The reference for a preliminary ruling was made in the course of a dispute between Incyte Corporation and Szellemi Tulajdon Nemzeti Hivatala (Hungary’s National Intellectual Property Office) concerning its refusal to grant a request for rectification of the expiry date of a SPC for a drug formulated by Incyte.
As a reminder of the background here, under Regulation No 469/2009, the certificate shall have effect at the statutory term of the basic patent for a period equal to the period elapsing between the date of filing of the application for the basic patent and the date of the first Marketing Authorisation (MA) within the European Union, reduced by a period of five years. The duration of the SPC cannot exceed five years from the legal term of the basic patent.
Since the Seattle Genetics judgment of 6 October 2015 (Case C-471/14), it is clear that the date from which the expiry of a SPC must be calculated is the date on which the addressee was given notification of the decision on the MA.
By decision of 7 October 2014, the Hungarian Office issued a SPC to Incyte Corporation with an expiration date calculated from the granting date of the MA, and not from the notification.
The National Intellectual Property Office of Hungary rejected Incyte’s request for rectification on the ground that the decision granting the SPC at issue did not contain any miscalculations or clerical errors: the calculation was based on the date indicated in the initial SPC application, i.e. the granting date of the MA.
In its judgment of 20 December 2017 (C-492/16, Incyte Corporation), the CJEU considered that SPCs issued prior to the Seattle Genetics judgment should also be able to lodge an appeal for rectification of their expiration date. Thus, rectification can be requested for all SPCs still in force.

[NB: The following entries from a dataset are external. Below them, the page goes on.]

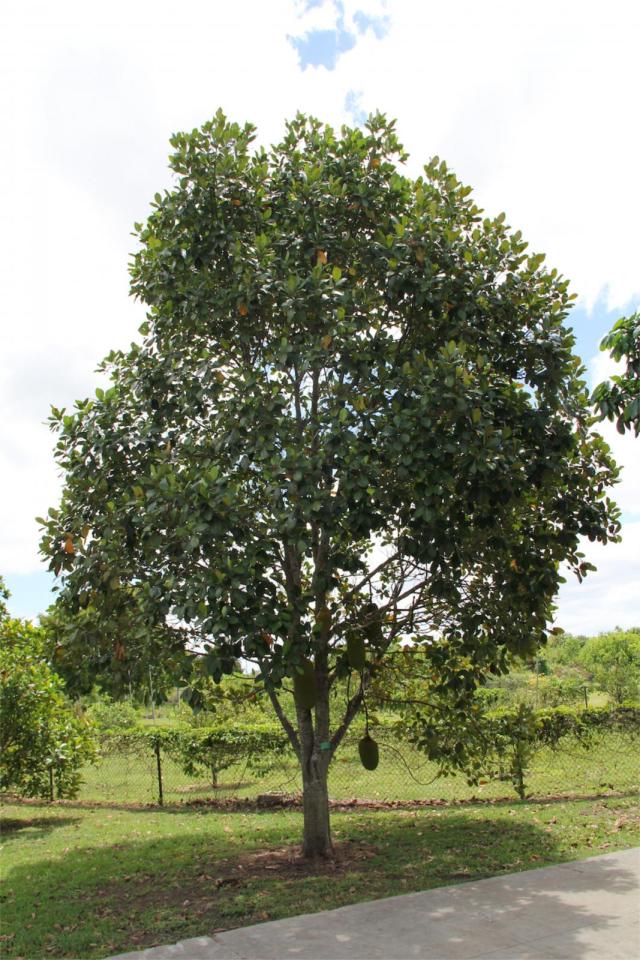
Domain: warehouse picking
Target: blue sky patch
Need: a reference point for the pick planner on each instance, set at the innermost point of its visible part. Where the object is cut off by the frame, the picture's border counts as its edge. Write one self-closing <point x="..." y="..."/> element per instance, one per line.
<point x="353" y="106"/>
<point x="323" y="48"/>
<point x="379" y="25"/>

For France: in a press release of 15 January 2018, the INPI indicated that this rectification can be made through simple request from the holder of the SPC. To be admissible, the request must be accompanied by a copy of the publication in the Official Journal of the date of notification of the concerned MA. The request will be registered in the National Register of Patents of the INPI and will be mentioned in the Official Bulletin of Industrial Property. Once the admissible request for correction has been registered, the INPI website will also be modified in order to show the updated SPC expiration date.
For the United Kingdom: The UK IPO has already allowed such correction of SPCs post-grant, and therefore the date of expiry of the SPC, in light of the original Seattle Genetics decision. Such correction is available under Section 27 of the Patents Act 1977. If the request is accepted, the decision will be published in the UK Patents Journal.